西郷が毛沢東の先駆者!

 先々週の読売新聞書評に載っていた哲学者・野家啓一の紹介が面白かった。

 著者(渡辺京二)は西郷を「異界の人」と呼ぶ。死者の国に半身を浸し、死者との連帯に生きる人、という意味である。彼の心情は常に寺田屋の変や戊辰戦争の死者と共にあった。


 そうした西郷が維新で目指したのは「国家や政治権力からもっとも遠い民の生活の位相」に立脚した「小農民経済の上に立つ漸進的な近代化、いわば低成長主義」の政策であった。そこから著者は「彼は兵農一致に立つコミューン国家を構想したのであって、その意味で毛沢東主義のかくれた先駆者」と位置づける。

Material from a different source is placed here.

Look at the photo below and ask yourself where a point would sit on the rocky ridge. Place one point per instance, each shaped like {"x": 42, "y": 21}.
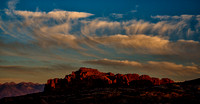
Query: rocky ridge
{"x": 88, "y": 77}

 だとすれば、西南戦争を単なる「士族反乱」へと矮小化はできない。著者によれば、それは「農村共同体の立場からの新政府の近代化路線への抵抗」であり、「実務官僚と現実的な権力執行者に対する夢想家の反功利主義的反乱」であった。いわば「裏切られた革命」への第二維新であり、著者はその点を見逃さなかった宮崎滔天北一輝を高く評価する。


「維新の夢」(渡辺京二コレクション、ちくま学芸文庫)の野家啓一の書評


 渡辺京二らしい史観。このコレクションは楽しみだが、その前にツンドク状態にある「逝きし世の面影」(平凡社ライブラリー)を先に読みたい。